Jan and his colleague from Scott Tiger, Paweł Susicki, began by presenting their proposal on grouping semantics, followed by József Marton, a researcher at the Budapest University of Technology and Economics, discussing his take on a potential solution to this. József then followed with a presentation on his proposal on how to explicitly order elements in functions that construct lists (such as collect()). He also posed the question of whether ordering results matters between query parts in a pipeline. József ended with a proposal for the inception of OPTIONAL UNWIND, partnered with a motivating example.

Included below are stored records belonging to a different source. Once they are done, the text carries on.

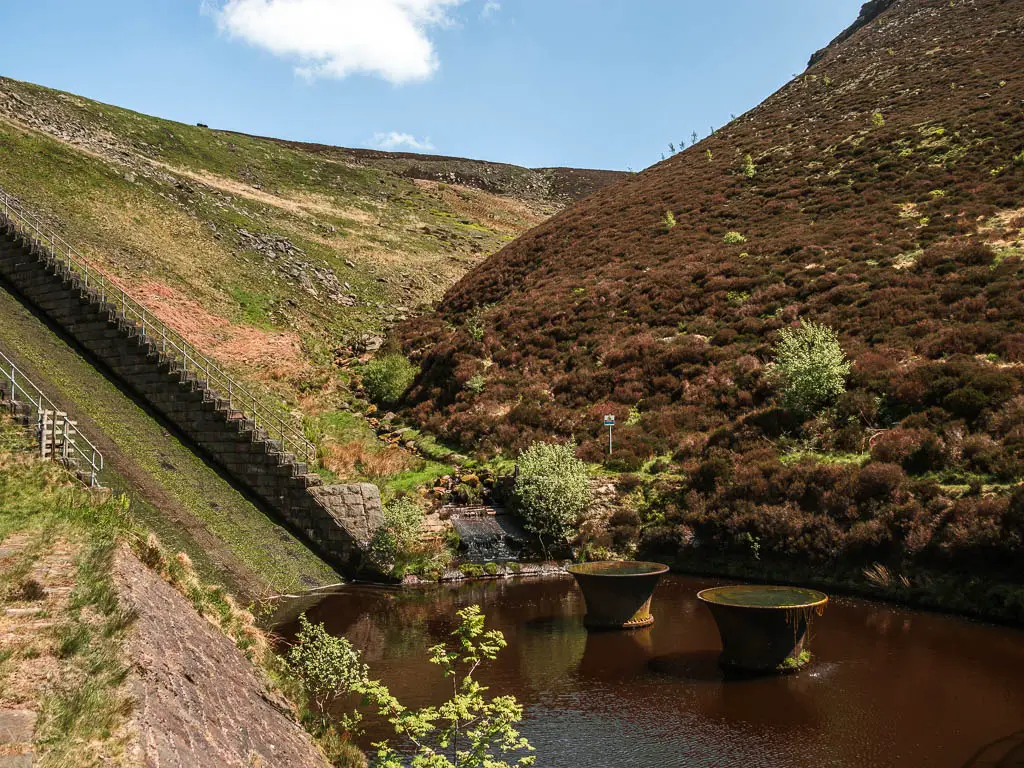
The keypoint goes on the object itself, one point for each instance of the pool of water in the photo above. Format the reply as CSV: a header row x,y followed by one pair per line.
x,y
888,686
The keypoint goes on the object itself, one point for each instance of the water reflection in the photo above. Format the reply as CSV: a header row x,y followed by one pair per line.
x,y
888,687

Time was drawing to a close at this juncture, and Stefan took the floor for the final time, detailing topics that are appearing on the Cypher horizon, such as CRPQs, multiple graphs, subqueries (nested, scalar and list). He proceeded to describe how to compose SQL with Cypher in a bidirectional fashion, showing how this keeps intact the purity of each language, as opposed to, say, extending SQL with graph-processing capabilities. The penultimate topic was a quick run-through of ideas around uniqueness in Cypher, and how this may be extended to allow for multiple notions of uniqueness to be supported.

We should like to thank all our speakers and attendees for making it such an interesting and absorbing day. It was very gratifying to see how many different strands – introduced at the first meeting a mere three months ago – have developed and gained momentum since the last meeting.

Program

All slide presentations from the conference are now publicly available to download, see the below links. A zipped archive of all presentations may be downloaded here.

09:00	Coffee		30 mins
Session: Formalizing the openCypher Implementers Group (oCIG) (Chair: Mats Rydberg)
09:30	Introduction & Status Report (slides)	Stefan Plantikow (Neo4j)	15 mins
09:45	Updated CIP/oCIG Process (slides)	Alastair Green (Neo4j)	15 mins
10.00	Session: CIPs (Chair: Alastair Green)		60 mins
	CIPs proposed for approval by oCIG: Nested Subqueries (slides) Query Combinators (slides) MANDATORY MATCH (slides) Constraints (slides)
11:00	Break		15 mins
Session: CIPs & Specification (Chair: Stefan Plantikow)
11:15	Regular Path Queries (RPQs) (slides)	Tobias Lindaaker (Neo4j)	30 mins
11:45	Formal specification of Cypher (slides)	Nadime Francis (University of Edinburgh)	15 mins
12:00	Lunch		60 mins
Session: openCypher Implementations (Chair: Petra Selmer)
13:00	Implementation in Prolog (slides)	Jan Posiadała (Scott Tiger)	15 mins
13:15	Cypher for Apache Spark (slides)	Mats Rydberg (Neo4j)	15 mins
13:30	The ingraph project and incremental evaluation of Cypher queries (slides)	Gábor Szárnyas, József Marton (Budapest University of Technology and Economics)	15 mins
13:45	Neo4j implementation changes (slides)	Mats Rydberg (Neo4j)	15 mins
14:00	Break		15 mins
Session: openCypher Artifacts (Chair: Petra Selmer)
14:15	Mode of collaboration (slides)	Alastair Green (Neo4j)	5 mins
14:20	Web-based Cypher editor in relationship to openCypher (slides)	Dmitry Vrublevsky (Neueda)	15 mins
14:35	openCypher TCK (slides)	Gábor Szárnyas (Budapest University of Technology and Economics)	10 mins
14:45	openCypher grammar and parsers		15 mins
	openCypher perspective on parsing and grammar	Mats Rydberg (Neo4j)
	openCypher Artifacts & Best Practices	Open discussion
15:00	Break		15 mins
15:15	Session: Multiple graphs (Chair: Mats Rydberg)		75 mins
	User requirements (Frank Smit's slides, Matt Toy's slides)
	Identification and addressing (slides)	Alastair Green (Neo4j)
	Syntax and semantics (slides)	Stefan Plantikow (Neo4j)
16:30	Break		15 mins
Session: Cypher Improvement Requests (CIRs) and developing ideas (Chair: Stefan Plantikow)
16:45	Discussion on grouping semantics		25 mins
	Presentation by Scott Tiger (slides)
	Presentation by József Marton (slides)
	Open discussion
17:10	Sorting lists (slides)	József Marton (Budapest University of Technology and Economics)	10 mins
17:20	Future oCIM Topics (slides)	Stefan Plantikow (Neo4j)	15 mins
	Cypher relationship to SQL
	Expression subqueries
	Pattern matching iso-/homomorphism
	Participant proposals
17:35	Closing & Next Meeting		10 mins
17:45	End
18:30	Dinner

Logistics

The second oCIM will be held at etc.venues Marble Arch at Garfield House, 86 Edgware Road, W2 2EA in London, United Kingdom, on Wednesday the 10th of May 2017.